May 15, 2017

Contact(s): Owen Boyle, 608-576-2446; Paul White, 608-267-0813

Call goes out to report surviving bats this summer

MADISON — A bat disease that has raced across the eastern U.S. and Canada , killing upwards of 7 million bats, is following the same pattern in Wisconsin, winter hibernacula surveys show.

Twenty-four of 28 counties with known bat hibernacula are now confirmed to have bats infected with white-nose syndrome or the fungus that causes it, and sites in their second and third year of infection are seeing population decreases of 30 to 100 percent.

“The disease has progressed in Wisconsin as it did out east,” says Owen Boyle, species management section chief for the Department of Natural Resources Natural Heritage Conservation program. “That doesn’t make the numbers any easier to see. The effect of white-nose syndrome on our cave bats in Wisconsin, as nationally, is catastrophic.”

Numbers declined 40 to 60 percent at two of the state’s largest sites, which combined accounted for two-thirds of Wisconsin’s known bat population only a few years ago. Some sites have declined even more: DNR surveyors found only 16 bats compared to 1,200 at a Grant County site where the fungus was first detected, which is now in its fourth season.

Bat populations are important to agriculture and ecosystems. A single bat can consume thousands of insects each night, and researchers have estimated that bats save Wisconsin farmers alone $600 million to $1.5 billion on pesticides every year. Studies are underway at the University of Wisconsin-Madison and elsewhere to understand such impacts.

DNR’s focus is shifting to finding surviving bats to learn why bats from certain hibernacula may have survived at higher rates, and understand if certain bats are genetically more resistant to the disease than others. These surviving bats are what will help species rebound after white-nose syndrome, says Paul White, who leads DNR’s bat efforts for the Natural Heritage Conservation program.

“Now it’s our job to see what’s still here and how we can help,” White says. “We’re not ready to give up hope that we will continue to find survivors and we want the public to remain an important part of telling the story of how bats come back.”

White-nose syndrome is named for the powdery white fuzz that develops on hibernating bats’ noses, ears and wings during infection with the fungus Pseudogymnoascus destructans. The fungus causes bats to wake more often during hibernation, thus burning up critical stores of fat they need to survive winter.

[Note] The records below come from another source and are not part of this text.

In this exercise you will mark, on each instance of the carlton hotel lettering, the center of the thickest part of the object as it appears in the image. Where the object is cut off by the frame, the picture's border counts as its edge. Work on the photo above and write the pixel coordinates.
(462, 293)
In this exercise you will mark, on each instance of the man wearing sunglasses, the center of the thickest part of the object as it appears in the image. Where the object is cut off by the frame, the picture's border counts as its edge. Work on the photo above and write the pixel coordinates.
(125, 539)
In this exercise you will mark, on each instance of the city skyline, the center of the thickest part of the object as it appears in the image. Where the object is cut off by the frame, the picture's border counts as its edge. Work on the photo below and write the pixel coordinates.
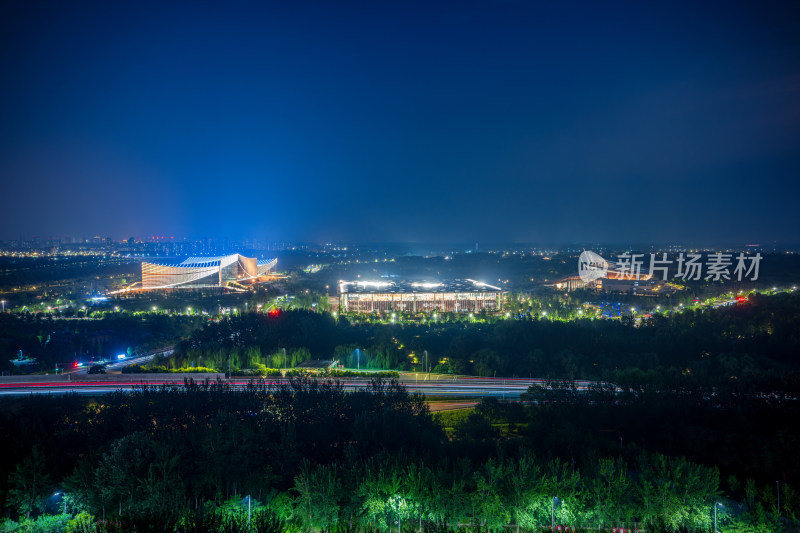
(516, 122)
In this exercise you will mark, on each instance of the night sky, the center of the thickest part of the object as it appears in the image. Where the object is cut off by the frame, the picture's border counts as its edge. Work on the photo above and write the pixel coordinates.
(553, 122)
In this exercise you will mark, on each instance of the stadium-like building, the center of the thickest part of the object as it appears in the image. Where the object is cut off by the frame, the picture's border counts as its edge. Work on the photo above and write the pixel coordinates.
(457, 296)
(204, 271)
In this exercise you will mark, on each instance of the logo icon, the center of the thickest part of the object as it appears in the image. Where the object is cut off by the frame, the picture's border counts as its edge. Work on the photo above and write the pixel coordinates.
(591, 266)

People can help surviving bats by building and installing bat houses; avoiding disturbing bat roosts betweenJune 1 and Aug. 15, when bats raise their young and helping to monitor bat populations. Most importantly, people can report the buildings where bats are present in summer as well as sites where bats are no longer showing up. Bats continuing to return to summer roosts are likely survivors of WNS. Email location information to DNRbats@wisconsin.gov.

More information on all of these can be found by searching the DNR website for keyword “bats.”